TL;DR - This is my suggestion:
nI = numel(idx);
sz = size(m);
x = sparse( 1:nI, idx, m(sub2ind( size(m), 1:numel(idx), idx )), sz(1), sz(2), nI);
The rest of the post discusses why it works better.
Seeing how the desired output matrix consists mostly of zeros, this practically begs the use of sparse matrices! Not only should this increase performance (especially for larger matrices), it should be much more memory friendly.
I'm going to add two functions to Wolfie's benchmark:
function x = f_sp_loop( m, idx )
nI = numel(idx);
sz = size(m);
x = spalloc( sz(1), sz(2), nI ); % Initialize a sparse array.
for indI = 1:nI
x( indI, idx(indI) ) = m( indI, idx(indI) ); % This generates a warning (inefficient)
end
end
function x = f_sp_sub2ind( m, idx )
nI = numel(idx);
sz = size(m);
x = sparse( 1:nI, idx, m(sub2ind( size(m), 1:numel(idx), idx )), sz(1), sz(2), nI);
end
The difference, essentially, is that we're not preallocating the output as an array of zeros, but rather as a sparse array. The result of the benchmark1 is as follows:

... this raises a question - how come is the sparse
approach about an order of magnitude faster?
To answer this, we should look at the actual runtime distribution inside the benchmarking function, which we can get from the profiler. To get even more information, we can make the profiler output memory consumption info, using profile('-memory','on')
. After running a somewhat shorter version2 of the benchmark, which only runs for the top value of k
, we get:


So we can conclude several things:
- The vast majority of runtime is spent on allocating and freeing memory, which is why the algorithms appear to have almost identical performance.
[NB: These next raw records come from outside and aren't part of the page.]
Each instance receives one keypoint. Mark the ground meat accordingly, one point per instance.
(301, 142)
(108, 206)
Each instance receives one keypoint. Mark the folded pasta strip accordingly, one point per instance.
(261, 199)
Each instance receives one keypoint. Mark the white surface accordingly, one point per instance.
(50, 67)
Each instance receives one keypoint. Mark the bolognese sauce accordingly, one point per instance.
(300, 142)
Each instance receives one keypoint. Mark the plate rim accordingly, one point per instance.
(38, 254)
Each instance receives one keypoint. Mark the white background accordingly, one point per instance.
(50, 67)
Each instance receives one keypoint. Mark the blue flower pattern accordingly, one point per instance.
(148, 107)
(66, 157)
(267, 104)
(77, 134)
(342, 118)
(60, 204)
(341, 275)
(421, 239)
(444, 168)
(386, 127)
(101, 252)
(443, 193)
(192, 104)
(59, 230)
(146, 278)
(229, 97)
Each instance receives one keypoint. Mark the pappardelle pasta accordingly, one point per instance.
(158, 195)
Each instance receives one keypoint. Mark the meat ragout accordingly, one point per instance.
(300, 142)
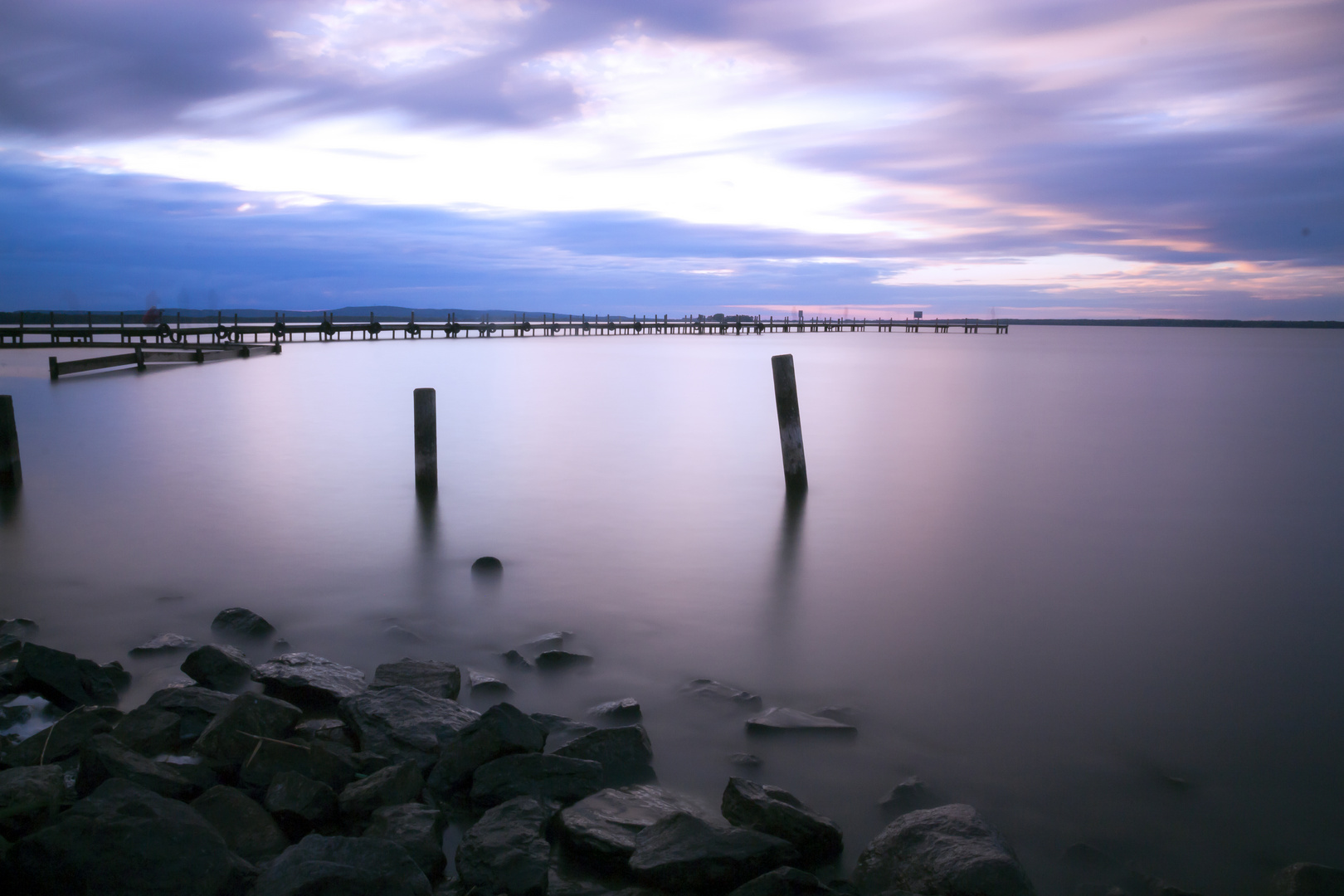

Therefore, if we cut down on memory allocations, we directly save time (big plus for
sparse
!).
- Even though the
sub2ind
and loop
approaches appear the same, we can still establish a "winner" among the two (see purple box on the bottom image) - sub2ind
! It's 32ms for sub2ind
vs 41ms for the loop.
The sparse loop approach is unsurprisingly slow, as we were warned by mlint
:
Explanation
Code Analyzer detects an indexing pattern for a sparse array that is likely to be slow. An assignment that changes the nonzero pattern of a sparse array can cause this error because such assignments result in considerable overhead.
Suggested Action
If possible, build sparse arrays using sparse
as follows, and do not use indexed assignments (such as C(4) = B) to build them:
- Create separate index and value arrays.
- Call sparse to assemble the index and value arrays.
If you must use indexed assignments to build sparse arrays, you can optimize performance by first preallocating the sparse array with spalloc
.
If the code changes only array elements that are already nonzero, then the overhead is reasonable. Suppress this message as described in Adjust Code Analyzer Message Indicators and Messages.
For more information, see “Constructing Sparse Matrices”.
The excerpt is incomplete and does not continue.